Go enrichment analysis of DEG showed that these genes were significantly enriched in three main functional categories (based on a value of p ≤ 0.05). GO-enrichment categories at 48 and 96 h are similar (Figure 7). In the BP category, the DEGs were significantly enriched in metabolic process, single-organism process, and cellular process. In the CC category, the DEGs were significantly enriched in cell part and cell. In MF category, the DEGs were significantly enriched in catalytic activity and binding.


Figure 7. Gene ontology (GO) classification of DEGs. X-axis: GO classification, including biological process, cellular component, and molecular function; Y-axis: The left ordinate is the percentage of the number of DEGs, and the right ordinate is the number of DEGs (darker bars) and the number of all genes (lighter bars) (A, 48 h; B, 96 h).

KEGG Pathway Classification of DEGs

Since there is no reference genomic sequence for fat greenling, the function and classification of the selected genes are obtained by comparison with sequence homology analysis of related gene sequences of the species in Table 5. Function and pathway allocation of DEGs were performed after ammonia exposure 48 and 96 h, and all DEGs were analyzed against the KEGG database.

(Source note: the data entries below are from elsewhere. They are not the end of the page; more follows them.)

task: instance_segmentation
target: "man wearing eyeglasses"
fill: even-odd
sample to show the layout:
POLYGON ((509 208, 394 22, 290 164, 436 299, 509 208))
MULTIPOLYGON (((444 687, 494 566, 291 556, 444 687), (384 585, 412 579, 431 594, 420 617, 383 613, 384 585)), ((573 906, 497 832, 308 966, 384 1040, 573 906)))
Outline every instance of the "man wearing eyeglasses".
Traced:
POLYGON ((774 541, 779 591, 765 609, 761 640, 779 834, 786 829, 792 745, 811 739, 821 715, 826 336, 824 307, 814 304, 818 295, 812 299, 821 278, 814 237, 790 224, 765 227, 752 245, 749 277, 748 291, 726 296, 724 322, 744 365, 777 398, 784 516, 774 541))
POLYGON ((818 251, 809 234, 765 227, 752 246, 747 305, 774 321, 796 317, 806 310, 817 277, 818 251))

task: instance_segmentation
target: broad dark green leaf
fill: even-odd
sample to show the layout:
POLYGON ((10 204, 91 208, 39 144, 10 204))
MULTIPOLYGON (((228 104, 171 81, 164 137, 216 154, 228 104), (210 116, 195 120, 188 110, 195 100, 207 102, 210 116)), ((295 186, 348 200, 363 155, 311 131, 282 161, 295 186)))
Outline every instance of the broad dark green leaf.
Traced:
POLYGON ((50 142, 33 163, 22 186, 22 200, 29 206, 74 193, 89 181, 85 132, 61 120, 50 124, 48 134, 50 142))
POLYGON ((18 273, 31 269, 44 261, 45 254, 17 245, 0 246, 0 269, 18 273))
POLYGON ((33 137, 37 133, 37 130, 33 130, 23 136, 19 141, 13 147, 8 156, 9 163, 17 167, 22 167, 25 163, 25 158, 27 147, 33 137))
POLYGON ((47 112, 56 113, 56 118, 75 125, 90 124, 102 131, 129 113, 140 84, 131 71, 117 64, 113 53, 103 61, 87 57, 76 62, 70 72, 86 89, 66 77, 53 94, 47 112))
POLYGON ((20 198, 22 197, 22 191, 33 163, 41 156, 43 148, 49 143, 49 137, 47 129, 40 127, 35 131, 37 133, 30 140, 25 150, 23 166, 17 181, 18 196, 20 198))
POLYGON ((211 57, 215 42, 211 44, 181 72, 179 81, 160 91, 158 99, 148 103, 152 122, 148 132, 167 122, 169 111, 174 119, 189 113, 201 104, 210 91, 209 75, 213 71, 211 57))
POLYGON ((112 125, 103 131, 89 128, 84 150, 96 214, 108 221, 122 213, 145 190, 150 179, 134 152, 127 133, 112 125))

The top 20 pathways with the most abundant DEGs involved in with ammonia exposure are shown in Figure 8, and pathway-enrichment analysis showed that DEGs were mainly enriched in carbon metabolism and biosynthesis of amino acids. After ammonia exposure for 48 and 96 h, DEGs enriched in carbon metabolism were dominant. DEGs induced by exposure mainly were reflected in environmental information processing that play an important role in immune function, oxidative stress, and apoptosis. Seven subclasses related to immune function, oxidative stress, and apoptosis, and further elaborate on the basis of KEGG pathway analysis, including the MAPK-signaling pathway, FOXO-signaling pathway, phosphatidylinositol-signaling pathway, cytokine-cytikine receptor interaction, Hippo-signaling pathway, and neuroactive ligand-receptor interactions (Table 5). A total of 16 DEGs were induced, of which three genes were up-regulated and 13 genes were down-regulated. These DEGs are associated with oxidative stress and apoptosis.


Table 5. List of DEGs involved in environmental information processing in control and ammonia exposure treatments.


Figure 8. Scatterplot of enriched KEGG pathways for DEGs (A, 48 h; B, 96 h). Sizes of bubbles indicates the number of DEGs in the corresponding pathway, and the colors of the bubble represent the q-value, q-value is the P-value after multiple hypothesis test.

Validation of Expression Genes by qRT-PCR

To verify RNA-seq results, we randomly selected four up-regulated and six down-regulated DEGs with different fold changes for qRT-PCR analysis. As shown in Figure 9, in both experiments, the expression of these 10 genes showed the same pattern of up-regulation and down-regulation. The qRT-PCR analysis results are thus consistent with data from the RNA-seq.


Figure 9. Validation of RNA-seq data by qRT-PCR analysis. Relative expression of gene expression was log2 (fold change) (A, 48 h; B, 96 h). The relative expression of 10 random genes, were determined by RT-qPCR (blue column) and RNA-seq (red column). Error bars represented standard deviation (SD, n = 3).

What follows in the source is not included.